ANSBACH (sometimes Anspach):
By: A. Freimann
Ancient town of Bavaria, Germany; the capital of Middle Franconia, situated on the Rezat, twenty-five miles southwest of Nuremberg. There was a Jewish settlement here in 1328, but it was annihilated by the Flagellants in 1349. In the municipal records of Nuremberg, about the middle of the fourteenth century, the Jews of Ansbach are often mentioned, and a certain Joseph de Onolzbach is recorded among the creditors of John II. (1343). From the fact that a "Judengasse" (Jews' Street) is mentioned at Ansbach between the dates of 1470-72, one may conclude that a large Jewish community existed here at that time, although only seven Jewish taxpayers are found recorded in 1470. Men tion is also made in the records of a "Schulklopfer," or sexton, which shows that there must also have been a synagogue there.
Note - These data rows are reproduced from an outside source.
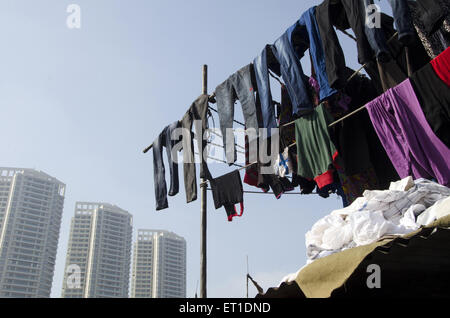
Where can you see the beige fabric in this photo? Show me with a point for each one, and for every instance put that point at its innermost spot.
(320, 278)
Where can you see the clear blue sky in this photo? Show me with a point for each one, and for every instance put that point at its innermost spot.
(82, 104)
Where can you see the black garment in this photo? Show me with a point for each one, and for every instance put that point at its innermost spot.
(434, 98)
(197, 111)
(279, 185)
(342, 14)
(431, 14)
(164, 140)
(227, 191)
(307, 186)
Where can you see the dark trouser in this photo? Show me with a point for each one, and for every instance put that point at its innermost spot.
(164, 140)
(293, 76)
(326, 16)
(197, 111)
(431, 14)
(237, 86)
(403, 22)
(227, 191)
(260, 65)
(434, 98)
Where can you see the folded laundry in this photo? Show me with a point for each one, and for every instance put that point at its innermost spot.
(396, 211)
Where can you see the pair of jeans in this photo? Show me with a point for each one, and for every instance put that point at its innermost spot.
(197, 112)
(261, 68)
(403, 22)
(164, 140)
(306, 31)
(407, 137)
(291, 71)
(238, 86)
(343, 14)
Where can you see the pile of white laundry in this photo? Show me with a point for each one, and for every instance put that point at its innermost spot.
(402, 209)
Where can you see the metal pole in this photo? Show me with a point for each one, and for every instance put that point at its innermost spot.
(203, 186)
(247, 276)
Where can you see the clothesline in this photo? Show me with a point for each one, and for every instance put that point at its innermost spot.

In 1564 the Jews were banished from Ansbach, and were only permitted to be there during the weekly and annual fairs. They were again heard of in 1643; for in that year a complaint was made that their presence was prejudicial to the Christian trade. The number of Jewish families in Ansbach in 1631 was 27. Among 8 Jews who in 1672 rendered homage to Margrave John Frederick here, there were 7 house-owners. The records for the year 1675 show that only 8 Jewish families with 57 persons dwelt in Ansbach at that time; in 1704 the number increased to 10 families; and by 1757 as many as 43 resided there. Notwithstanding the restrictions placed on their living in this city their number had risen to 60 families in 1789, and among them were 24 houseowners.
Until the year 1675 the Jews of Ansbach held divine service in a room in the house of Anton Model; but owing to dissensions a number of them separated and held their services at the house of Simon Model. Through the efforts of Isaac Nathan the community acquired a synagogue in 1746.
Among the notables who resided here from 1456 to 1458 the Judenmeister Pymann may be mentioned. About 1682 a rabbi of the name of Jeremiah Judah is mentioned. Of other rabbis there may be mentioned Samuel Zirndorfer (1754-92), Ullmann (1792-93), Hochheimer (1793-1835), Aaron B. Gruenbaum (1841-92), and Dr. P. Kohn (1900). In 1875 there were 200 Jews in Ansbach (Engelbert, "Statistik des Judenthums im Deutschen Reiche," p. 16), and in 1900, 295 out of a total population of 15,883. The congregation has a Jewish public school, attended by 40 children. The rabbinate of Ansbach has charge also of the communities in Colmberg, Egenhausen, Jochsberg, Lehrberg, Leutershausen, Obernzenn, and Dietenhofen.
- S. Haenle, Gesch. der Juden im Ehemaligen Fürstenthum Ansbach, Ansbach, 1867.